Friday, May 20, 2011

Roots and wings

It's odd how what once was a given has now become a rite of passage.

I'm talking about letting kids walk home from school. When I was growing up, everyone walked. We all went to our neighborhood schools, everyone lived just a few blocks away (it always seemed longer in the winter time), we came home for lunch, and there were no worries of pedophiles and assorted perverts jumping out of the shadows and pulling us into cars.

But now we're in the era of the Internet and helicopter parenting. Those children who aren't bused to school, whether in or out of their neighborhoods, either are accompanied by parents on their walking journey, or they are, like Earbaby always has been, driven. Young children walking alone are suddenly an anomaly.

So it was with a bit of fanfare that EB started walking, or taking the public transportation home from school.

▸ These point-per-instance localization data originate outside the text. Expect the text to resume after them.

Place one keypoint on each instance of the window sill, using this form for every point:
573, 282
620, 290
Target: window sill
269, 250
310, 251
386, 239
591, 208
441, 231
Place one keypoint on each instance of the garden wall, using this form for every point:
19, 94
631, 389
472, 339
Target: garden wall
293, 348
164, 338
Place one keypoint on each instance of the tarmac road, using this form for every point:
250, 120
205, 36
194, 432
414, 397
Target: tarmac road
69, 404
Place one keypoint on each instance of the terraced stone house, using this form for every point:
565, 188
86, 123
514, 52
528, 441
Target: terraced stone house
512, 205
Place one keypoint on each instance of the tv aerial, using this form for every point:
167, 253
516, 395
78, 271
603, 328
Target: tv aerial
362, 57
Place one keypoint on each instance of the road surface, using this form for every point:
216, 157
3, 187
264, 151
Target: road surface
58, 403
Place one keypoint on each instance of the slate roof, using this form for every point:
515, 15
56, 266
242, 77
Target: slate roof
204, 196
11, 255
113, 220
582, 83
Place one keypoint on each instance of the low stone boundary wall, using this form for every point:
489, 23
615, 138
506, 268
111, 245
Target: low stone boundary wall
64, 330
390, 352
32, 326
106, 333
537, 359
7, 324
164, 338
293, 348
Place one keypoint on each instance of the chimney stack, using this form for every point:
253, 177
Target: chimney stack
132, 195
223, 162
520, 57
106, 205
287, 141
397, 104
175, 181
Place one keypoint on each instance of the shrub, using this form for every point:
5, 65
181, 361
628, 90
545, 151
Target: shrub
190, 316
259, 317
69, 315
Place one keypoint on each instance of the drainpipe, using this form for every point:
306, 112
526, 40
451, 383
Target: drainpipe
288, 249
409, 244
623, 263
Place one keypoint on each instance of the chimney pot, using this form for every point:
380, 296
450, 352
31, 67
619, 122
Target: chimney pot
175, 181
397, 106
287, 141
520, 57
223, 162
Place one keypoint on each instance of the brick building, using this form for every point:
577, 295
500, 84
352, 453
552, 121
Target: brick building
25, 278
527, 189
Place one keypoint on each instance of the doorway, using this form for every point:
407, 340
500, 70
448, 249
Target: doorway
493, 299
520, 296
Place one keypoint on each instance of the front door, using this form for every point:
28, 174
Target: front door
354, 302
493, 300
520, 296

Now I was a city kid. We walked home from school until high school, when we took the city bus. I had been going downtown by myself since I was 13 or 14. I remember thinking how different people are now when a brother-in-law refused to allow his 16-year-old son go downtown with his friends, "because I've  been downtown and know what goes on there." Yes, they're suburbanites. But I thought that was a bit much. I grew up in a much larger city than the one we're in now. I thought 16 was more than old enough to be able to take the bus or the train into town, but then again, we as a people are much more afraid these days.

You know that saying about a butterfly flapping its wings causing a tsunami halfway around the world? Well, that's the Internet now. We hear about children gone missing, from anywhere in the world. They feed our fears, even if the child is across the country or on another continent. We know there are pedophiles out there, and we can even Google them and find the ones in our own neighborhood, which makes us even more afraid.

I'm not dismissing those fears, I have them myself. But EB started asking about taking the bus home or walking with her friends when she was in fifth grade. She wanted to wait a year, and there were enough schoolmates going her way that she wouldn't have to travel alone. Of course, then she got comfortable having her chauffeur (me) pick her up every day. The discussion was tabled for a few months until the bulk of the cold weather abated.

Now she walks or takes the bus a few days a week. It wasn't traumatic, it was fun. She has a cell phone, which I only admonished her about once, when she was later than I thought she should be without calling or answering it, but she usually is with a classmate or two and there are plenty of people around on the streets or at the bus stop. Besides, next year she'll be taking a school bus, and after that the public transportation. She may as well learn now how to get around.

And yet ... Today I told her that if she ever believes she's being followed by someone in a car, she should turn and run the other way. Most of our streets in our neighborhood are one way, so someone isn't going to be able to drive in reverse for very long. I also told her not to be afraid to drop her backpack and run if she had to. A few years ago a kid in our neighborhood had to do that when he was grabbed by someone. I told her to do that especially if someone tried to pull her into a car. Inside my heart cried. It's not right that our children have to be warned like this. But this is the world now, and so it's necessary to tell them about evil.

I don't want her to be paranoid. She says she is careful and aware of her surroundings. I believe her.

 But I read everything on the Internet and watch the news too. I know about the little girl killed in her own apartment building by a neighbor, even though it was several states away. In fact I know about all the girls (and boys) who are out there going about their business, while the unsavory among us go about theirs.

 I wait for her to come home, watching the clock, listening for her footsteps, saying a little prayer. Roots and wings. You give them roots, then you give them wings. For the last 12 years we've been building, growing those roots, helping build that foundation. Who knew something as simple as a walk home from school would be her first little flight?